Minimal Brittleness - Tests should not break due to unrelated changes.
Anti-Patterns to Avoid¶
1. Enum/Constant Count Tests¶
Bad: Testing that a collection has a specific count.
# BAD - breaks when tables are added/removed
def test_table_count():
assert len(TABLES) == 21
Good: Test structural properties or specific members.
# GOOD - tests behavior, not implementation detail
def test_all_tables_have_required_columns():
for table in TABLES:
assert table.has_primary_key()
assert "created_at" in table.column_names
# GOOD - tests specific requirements
def test_required_tables_present():
required = {"users", "orders", "products"}
assert required.issubset(set(TABLES.keys()))
2. Tautological Assertions¶
Bad: Asserting something that would raise an exception anyway.
# BAD - import_module raises ImportError on failure, never returns None
module = importlib.import_module("mypackage")
assert module is not None # Redundant
# BAD - constructor raises on failure
obj = MyClass()
assert obj is not None # Redundant
Good: Remove redundant assertions or replace with meaningful ones.
# GOOD - just import (failure = ImportError with clear message)
importlib.import_module("mypackage")
# GOOD - verify behavior after construction
obj = MyClass()
assert obj.is_initialized
assert obj.config == expected_config
3. Trivial isinstance Checks Without Follow-up¶
Bad: Checking type without verifying content.
# BAD - doesn't verify the dict has expected content
result = get_stats()
assert isinstance(result, dict)
Good: Verify structure or content.
# GOOD - verifies both type and content
result = get_stats()
assert isinstance(result, dict)
assert "row_count" in result
assert result["row_count"] >= 0
4. Constant Equality Tests¶
Bad: Testing that a constant equals its expected value.
# BAD - just duplicates the constant definition
def test_default_scale():
assert DEFAULT_SCALE == 0.01
Good: Test that the constant is used correctly.
# GOOD - tests that default is actually applied
def test_default_scale_applied():
benchmark = TPCH() # No scale_factor arg
assert benchmark.scale_factor == 0.01
5. Over-Specification¶
Bad: Testing format/structure instead of behavior.
# BAD - tests format, not correctness
def test_query_format():
query = generate_query(1)
assert query.startswith("SELECT")
assert "FROM" in query
assert query.endswith(";")
Good: Test that the query works correctly.

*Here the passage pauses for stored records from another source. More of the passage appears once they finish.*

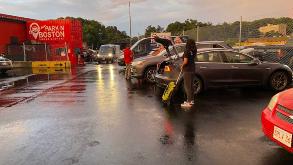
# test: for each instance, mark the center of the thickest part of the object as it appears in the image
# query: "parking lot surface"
(97, 117)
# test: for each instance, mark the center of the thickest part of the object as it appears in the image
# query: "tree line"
(224, 30)
(96, 34)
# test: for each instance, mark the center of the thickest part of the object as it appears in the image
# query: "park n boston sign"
(47, 31)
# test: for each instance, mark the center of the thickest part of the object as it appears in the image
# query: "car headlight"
(273, 102)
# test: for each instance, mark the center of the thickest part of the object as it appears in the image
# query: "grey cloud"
(148, 12)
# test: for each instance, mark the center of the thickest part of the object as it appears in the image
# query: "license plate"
(282, 136)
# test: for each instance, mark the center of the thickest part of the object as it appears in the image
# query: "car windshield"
(106, 49)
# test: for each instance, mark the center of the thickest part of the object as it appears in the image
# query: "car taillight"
(273, 102)
(167, 69)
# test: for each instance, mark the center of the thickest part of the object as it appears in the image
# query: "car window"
(233, 57)
(217, 46)
(180, 48)
(209, 57)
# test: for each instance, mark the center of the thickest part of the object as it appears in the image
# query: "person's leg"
(129, 71)
(188, 86)
(126, 71)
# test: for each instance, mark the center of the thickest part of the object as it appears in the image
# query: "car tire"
(279, 80)
(150, 74)
(3, 71)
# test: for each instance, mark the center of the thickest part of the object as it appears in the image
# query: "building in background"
(48, 40)
(12, 31)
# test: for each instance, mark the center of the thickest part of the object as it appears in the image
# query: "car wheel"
(279, 80)
(3, 71)
(197, 85)
(150, 74)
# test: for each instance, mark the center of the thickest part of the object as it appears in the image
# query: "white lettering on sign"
(46, 32)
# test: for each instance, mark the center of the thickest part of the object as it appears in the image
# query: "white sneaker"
(186, 105)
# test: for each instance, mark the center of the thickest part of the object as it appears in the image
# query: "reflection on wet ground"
(99, 118)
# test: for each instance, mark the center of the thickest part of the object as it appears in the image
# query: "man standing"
(128, 57)
(188, 68)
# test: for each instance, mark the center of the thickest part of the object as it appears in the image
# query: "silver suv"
(145, 67)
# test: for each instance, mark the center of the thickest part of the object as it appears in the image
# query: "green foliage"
(230, 32)
(177, 28)
(273, 34)
(151, 29)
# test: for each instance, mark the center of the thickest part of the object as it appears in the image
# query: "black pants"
(188, 81)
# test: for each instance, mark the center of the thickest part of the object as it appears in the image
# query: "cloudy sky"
(149, 12)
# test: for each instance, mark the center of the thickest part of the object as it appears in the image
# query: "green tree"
(152, 29)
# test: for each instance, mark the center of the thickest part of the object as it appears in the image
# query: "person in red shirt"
(128, 57)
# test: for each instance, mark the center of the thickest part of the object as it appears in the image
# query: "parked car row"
(227, 68)
(224, 67)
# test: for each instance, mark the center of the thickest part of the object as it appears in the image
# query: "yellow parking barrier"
(43, 70)
(51, 64)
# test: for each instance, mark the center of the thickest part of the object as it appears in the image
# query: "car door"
(245, 72)
(210, 66)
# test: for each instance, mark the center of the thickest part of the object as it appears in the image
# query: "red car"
(277, 119)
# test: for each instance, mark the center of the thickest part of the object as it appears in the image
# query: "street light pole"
(130, 33)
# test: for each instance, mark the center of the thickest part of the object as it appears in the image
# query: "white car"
(5, 65)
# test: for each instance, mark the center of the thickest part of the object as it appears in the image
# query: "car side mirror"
(255, 62)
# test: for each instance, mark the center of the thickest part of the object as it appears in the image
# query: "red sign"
(47, 30)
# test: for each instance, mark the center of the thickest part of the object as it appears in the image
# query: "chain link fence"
(270, 37)
(37, 52)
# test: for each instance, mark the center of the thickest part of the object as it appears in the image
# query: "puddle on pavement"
(15, 90)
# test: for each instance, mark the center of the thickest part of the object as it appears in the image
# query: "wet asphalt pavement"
(93, 116)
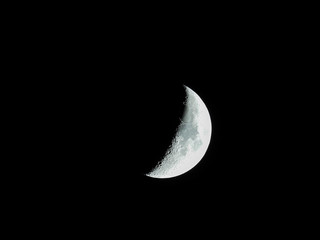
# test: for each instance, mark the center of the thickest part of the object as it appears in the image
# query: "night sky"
(104, 107)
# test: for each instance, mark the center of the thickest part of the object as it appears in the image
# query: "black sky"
(107, 103)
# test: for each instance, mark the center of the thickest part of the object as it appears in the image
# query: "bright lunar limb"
(191, 141)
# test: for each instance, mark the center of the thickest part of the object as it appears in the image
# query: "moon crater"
(190, 142)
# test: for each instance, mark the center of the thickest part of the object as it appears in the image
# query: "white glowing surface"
(191, 141)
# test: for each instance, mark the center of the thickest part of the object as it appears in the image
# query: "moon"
(191, 141)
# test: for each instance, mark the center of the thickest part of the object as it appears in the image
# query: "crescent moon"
(191, 142)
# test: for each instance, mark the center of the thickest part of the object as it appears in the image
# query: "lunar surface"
(190, 142)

# GOOD - tests actual behavior
def test_query_returns_expected_rows():
query = generate_query(1)
result = conn.execute(query)
assert len(result) == expected_count
Valid Uses of is not None¶
Sometimes assert x is not None is appropriate:
# VALID - function legitimately returns None for invalid input
plan = parser.parse(malformed_input)
if plan is not None: # Parser returns None for unparseable input
assert plan.logical_root is not None
# VALID - optional field that should be present in this test case
result = get_user(user_id)
assert result.email is not None # Some users might not have email
The key distinction: use is not None when None is a valid return value that you want to explicitly check for, not when the function would raise an exception instead.
Good Test Characteristics¶
Validates behavior that could break - The test would fail if the feature regressed.
Tests edge cases and error conditions - Happy path + error handling.
Prevents known regressions - Captures bugs that were fixed.
Documents expected behavior - Reading the test shows what the code should do.
Is independent and deterministic - No order dependencies, no flakiness.
Has a clear, descriptive name -
test_empty_input_returns_empty_listnottest_func1.
Test Organization¶
Naming Convention¶
def test_<what>_<condition>_<expected_result>():
"""Optional docstring explaining why this test exists."""
...
# Examples:
def test_parse_valid_json_returns_dict():
def test_connection_timeout_raises_error():
def test_empty_table_generates_no_rows():
Docstrings¶
Add docstrings when the test name isn’t self-explanatory:
def test_sf10_customer_count():
"""TPC-H spec requires exactly 1.5M customers at SF=10.
This is a compliance requirement, not an arbitrary count.
Ref: TPC-H Specification v3.0.1, Section 4.2.2
"""
assert get_customer_count(scale_factor=10) == 1_500_000
Coverage vs. Quality¶
High test coverage with low-quality tests provides false confidence. Prefer:
80% coverage with meaningful tests
Over 100% coverage with trivial assertions
When in doubt, ask: “If this test passes, what have I actually verified?”